Workers cutting a felled tree in Acre, Brazil. Photo:Getty


Amazon Deforestation Rises Again


By Patryk Krych | The World Daily | NOVEMBER 15th 2020


On Friday, governmental data revealed that for the first time in four months, the deforestation rates in the Amazon rainforest had risen as a direct cause of the Brazilian President Jair Bolsonaro’s government.

The increase came for the first time in over four months, having seen a rise over the October month. This sort of level of deforestation has been a frequent occurrence under the administration of the Bolsonaro government, who upon election in 2019, had implemented several environmentally-degrading changes to the country’s laws and ended in the firing of many environmentalists, all for the sake of the Brazilian economic and industrial development.

Deforestation and fires have been a serious issue to the Amazon rainforest for many, many years.
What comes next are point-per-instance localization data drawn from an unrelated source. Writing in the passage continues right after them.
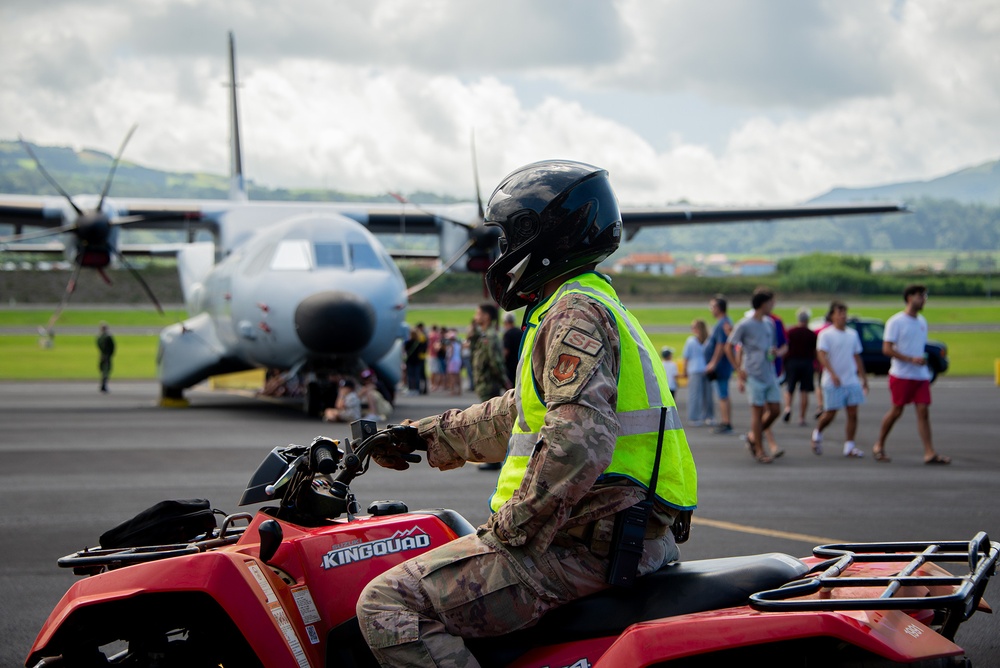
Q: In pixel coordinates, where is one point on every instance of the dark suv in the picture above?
(871, 331)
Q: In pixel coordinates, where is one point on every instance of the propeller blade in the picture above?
(138, 277)
(70, 289)
(48, 177)
(445, 267)
(38, 234)
(475, 176)
(114, 166)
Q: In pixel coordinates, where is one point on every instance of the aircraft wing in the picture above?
(635, 219)
(51, 212)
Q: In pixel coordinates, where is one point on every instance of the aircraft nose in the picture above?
(335, 322)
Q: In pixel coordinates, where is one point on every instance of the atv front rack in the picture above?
(90, 561)
(979, 555)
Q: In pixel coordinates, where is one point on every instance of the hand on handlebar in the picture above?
(395, 451)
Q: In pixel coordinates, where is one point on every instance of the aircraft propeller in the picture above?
(93, 232)
(481, 245)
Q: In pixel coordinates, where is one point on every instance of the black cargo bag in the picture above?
(167, 523)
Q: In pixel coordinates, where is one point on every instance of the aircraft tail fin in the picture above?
(237, 185)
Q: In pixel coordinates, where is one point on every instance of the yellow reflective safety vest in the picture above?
(642, 390)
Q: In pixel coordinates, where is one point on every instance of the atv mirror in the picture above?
(270, 539)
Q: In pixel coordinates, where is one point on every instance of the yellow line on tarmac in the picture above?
(743, 528)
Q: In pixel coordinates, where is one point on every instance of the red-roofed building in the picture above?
(648, 263)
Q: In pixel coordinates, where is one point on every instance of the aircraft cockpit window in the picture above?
(329, 255)
(363, 256)
(292, 255)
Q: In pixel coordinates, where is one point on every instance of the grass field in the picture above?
(74, 357)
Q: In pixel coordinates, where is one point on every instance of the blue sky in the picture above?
(713, 102)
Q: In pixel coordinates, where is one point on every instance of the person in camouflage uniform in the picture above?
(549, 543)
(487, 355)
(106, 348)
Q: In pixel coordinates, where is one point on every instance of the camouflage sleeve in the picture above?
(477, 434)
(575, 360)
(499, 365)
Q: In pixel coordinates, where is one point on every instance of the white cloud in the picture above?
(789, 98)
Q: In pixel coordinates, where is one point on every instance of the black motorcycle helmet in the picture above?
(554, 216)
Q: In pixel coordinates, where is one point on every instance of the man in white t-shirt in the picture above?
(844, 382)
(904, 341)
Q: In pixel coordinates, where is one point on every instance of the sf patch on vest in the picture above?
(572, 363)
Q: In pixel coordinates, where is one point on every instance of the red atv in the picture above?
(280, 590)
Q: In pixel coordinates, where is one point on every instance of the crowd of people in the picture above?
(772, 363)
(483, 360)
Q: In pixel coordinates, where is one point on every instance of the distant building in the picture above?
(756, 267)
(661, 264)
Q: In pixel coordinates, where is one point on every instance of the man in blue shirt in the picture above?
(717, 362)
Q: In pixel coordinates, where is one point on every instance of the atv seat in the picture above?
(679, 588)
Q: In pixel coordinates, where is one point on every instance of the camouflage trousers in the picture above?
(417, 613)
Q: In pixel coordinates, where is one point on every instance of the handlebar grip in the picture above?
(325, 461)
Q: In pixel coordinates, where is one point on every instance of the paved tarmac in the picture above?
(74, 463)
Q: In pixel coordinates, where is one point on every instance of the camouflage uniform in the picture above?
(545, 547)
(488, 367)
(106, 348)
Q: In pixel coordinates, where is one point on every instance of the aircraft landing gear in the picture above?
(172, 397)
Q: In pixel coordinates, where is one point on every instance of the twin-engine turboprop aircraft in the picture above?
(304, 289)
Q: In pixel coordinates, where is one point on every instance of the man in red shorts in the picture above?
(909, 378)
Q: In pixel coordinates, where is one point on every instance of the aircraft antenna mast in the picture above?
(237, 186)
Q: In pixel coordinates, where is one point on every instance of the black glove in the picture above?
(407, 438)
(395, 451)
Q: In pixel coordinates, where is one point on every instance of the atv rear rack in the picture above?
(979, 555)
(90, 561)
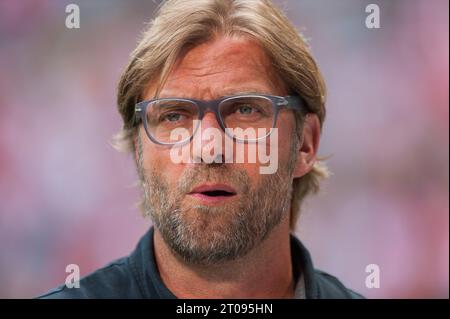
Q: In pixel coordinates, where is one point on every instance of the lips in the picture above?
(213, 193)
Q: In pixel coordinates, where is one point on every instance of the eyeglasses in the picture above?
(242, 117)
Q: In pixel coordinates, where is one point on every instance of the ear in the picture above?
(136, 144)
(308, 145)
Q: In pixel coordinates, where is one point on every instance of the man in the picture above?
(222, 226)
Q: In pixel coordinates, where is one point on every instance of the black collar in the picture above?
(145, 270)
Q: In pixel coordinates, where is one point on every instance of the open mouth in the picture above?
(214, 192)
(217, 193)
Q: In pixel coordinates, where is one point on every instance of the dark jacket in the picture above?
(137, 276)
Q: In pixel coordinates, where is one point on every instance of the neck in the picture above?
(265, 272)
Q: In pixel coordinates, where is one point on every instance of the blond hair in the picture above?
(182, 24)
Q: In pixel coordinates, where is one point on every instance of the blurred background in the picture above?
(66, 196)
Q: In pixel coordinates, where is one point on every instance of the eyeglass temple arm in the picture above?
(294, 102)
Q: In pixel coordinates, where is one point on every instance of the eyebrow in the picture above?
(224, 93)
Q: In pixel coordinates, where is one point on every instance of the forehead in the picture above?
(223, 66)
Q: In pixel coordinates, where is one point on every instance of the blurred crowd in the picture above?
(66, 196)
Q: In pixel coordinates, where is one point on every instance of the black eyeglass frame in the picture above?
(293, 102)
The fires that occur in the forest are never natural, often started by fires to clear away harvested crops and land, typically for the sake of cattle and ranching. Such events have seen an overall increase, since Bolsonaro’s government had been implemented. The most recent October rise was unprecedented, however.

From the previous year, the deforestation rate in October had risen to 836 square kilometres (323 square miles) which is an increase of 50%. This is according to government data collected by the National Institute for Space Research (INPE).
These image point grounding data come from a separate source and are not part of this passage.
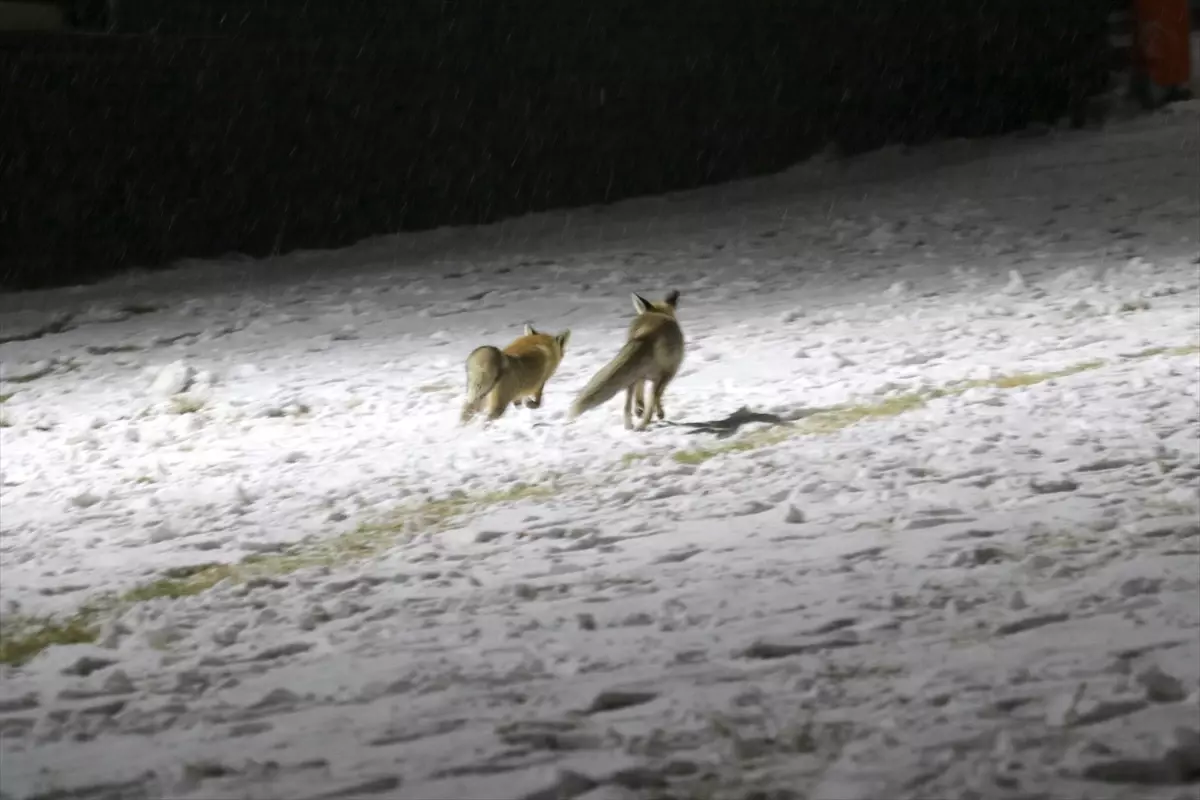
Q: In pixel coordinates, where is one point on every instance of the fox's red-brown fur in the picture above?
(497, 378)
(652, 354)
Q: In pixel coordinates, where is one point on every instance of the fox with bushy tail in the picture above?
(498, 378)
(652, 355)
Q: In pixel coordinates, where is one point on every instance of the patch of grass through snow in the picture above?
(839, 417)
(24, 637)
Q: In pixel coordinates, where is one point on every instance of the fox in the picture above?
(498, 378)
(652, 354)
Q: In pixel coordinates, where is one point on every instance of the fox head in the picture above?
(666, 306)
(559, 340)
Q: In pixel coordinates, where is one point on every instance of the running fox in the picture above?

This had ended the hopeful streak of deforestation decline that had been occurring the previous months before October. This news had also been given only a few days after President Bolsonaro appeared to be threatening the use of military force against the United States, under the exact circumstance that it would attempt to impose sanctions on Brazil for its frequent misgivings against Amazon deforestation and environmentally degrading actions.

“We saw recently there a great candidate to head of state say that if I don’t put out the fire in the Amazon, he will put up commercial barriers against Brazil,” Bolsonaro stated in reference to President-elect Joe Biden. “And how can we deal with all that? Just diplomacy is not enough … When saliva runs out, one has to have gunpowder, otherwise it doesn’t work.”
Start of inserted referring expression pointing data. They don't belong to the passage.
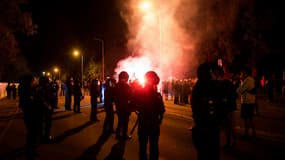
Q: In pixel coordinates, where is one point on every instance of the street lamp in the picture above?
(76, 53)
(103, 59)
(56, 70)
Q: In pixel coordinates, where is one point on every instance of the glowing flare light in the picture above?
(136, 67)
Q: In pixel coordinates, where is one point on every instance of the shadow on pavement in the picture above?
(92, 151)
(70, 132)
(117, 151)
(13, 154)
(64, 116)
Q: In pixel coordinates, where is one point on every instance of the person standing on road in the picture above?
(228, 98)
(77, 95)
(94, 94)
(150, 109)
(32, 113)
(122, 102)
(108, 106)
(68, 94)
(8, 90)
(45, 100)
(207, 113)
(247, 92)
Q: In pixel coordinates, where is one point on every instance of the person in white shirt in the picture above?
(247, 92)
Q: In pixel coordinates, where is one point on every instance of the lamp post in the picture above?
(148, 8)
(103, 59)
(56, 70)
(76, 53)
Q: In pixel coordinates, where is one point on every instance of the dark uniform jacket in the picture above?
(150, 108)
(122, 97)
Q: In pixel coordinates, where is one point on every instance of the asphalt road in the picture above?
(78, 138)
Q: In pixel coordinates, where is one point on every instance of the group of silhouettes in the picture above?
(122, 98)
(213, 102)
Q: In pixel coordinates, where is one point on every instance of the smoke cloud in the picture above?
(171, 36)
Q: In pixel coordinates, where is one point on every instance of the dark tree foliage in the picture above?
(14, 18)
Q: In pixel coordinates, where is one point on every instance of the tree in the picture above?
(14, 18)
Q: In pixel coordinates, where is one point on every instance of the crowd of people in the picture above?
(38, 101)
(213, 98)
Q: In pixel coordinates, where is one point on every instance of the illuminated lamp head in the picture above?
(44, 81)
(151, 78)
(124, 76)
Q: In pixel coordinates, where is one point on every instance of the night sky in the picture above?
(67, 24)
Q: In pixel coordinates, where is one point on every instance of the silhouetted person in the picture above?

Such controversial and widely contentious statements are not uncommon from the Brazilian president, given his history with them. He was also known for having stated that indigenous people and the US actor and environmentalist Leonardo DiCaprio were the ones at fault for the Amazon deforestation.

Bolsonaro’s administration is known for having encouraged logging and mining both in and out of the Amazon rainforest, and have -most contentiously- granted amnesty to several illegal loggers on multiple occasions. There is absolutely no room for debate that since Bolsonaro had taken office, the country’s deforestation rates saw a steep incline – a figure supported by data.

The figures for October are merely preliminary figures. The official report for Brazil’s deforestation rates that is expected to come out by the end of 2020 is likely to shine some light on the exact circumstances, as these official figures are typically much higher than the preliminary ones.

Amazon Environmental Research Institute (IPAM) researchers have made projections for what this official data may look like. Thus far, their prediction is of a 14,000 square kilometres (5,405 square miles) area having become deforested in the year 2020, comparing to the 10,129 square kilometres (3,911 square miles) that had been analysed in 2019. This is, in essence, the highest projected deforestation rate since the year 2006.

Other data, collected by INPE, suggests that the Amazon forest fires had seen a 20% rise in likelihood since January 1 to November 12 of 2020. This may be, by far, among the all-time worst years for the Amazon rainforest that there ever was.

US president-elect Biden may be able to put more input towards the issue, having stated in one of his September debates that he believes $20 billion at least should be put towards helping preserve the Amazon rainforest, due to its vital importance as the ‘lungs of the planet.’ What will be done about the issue remains to be seen.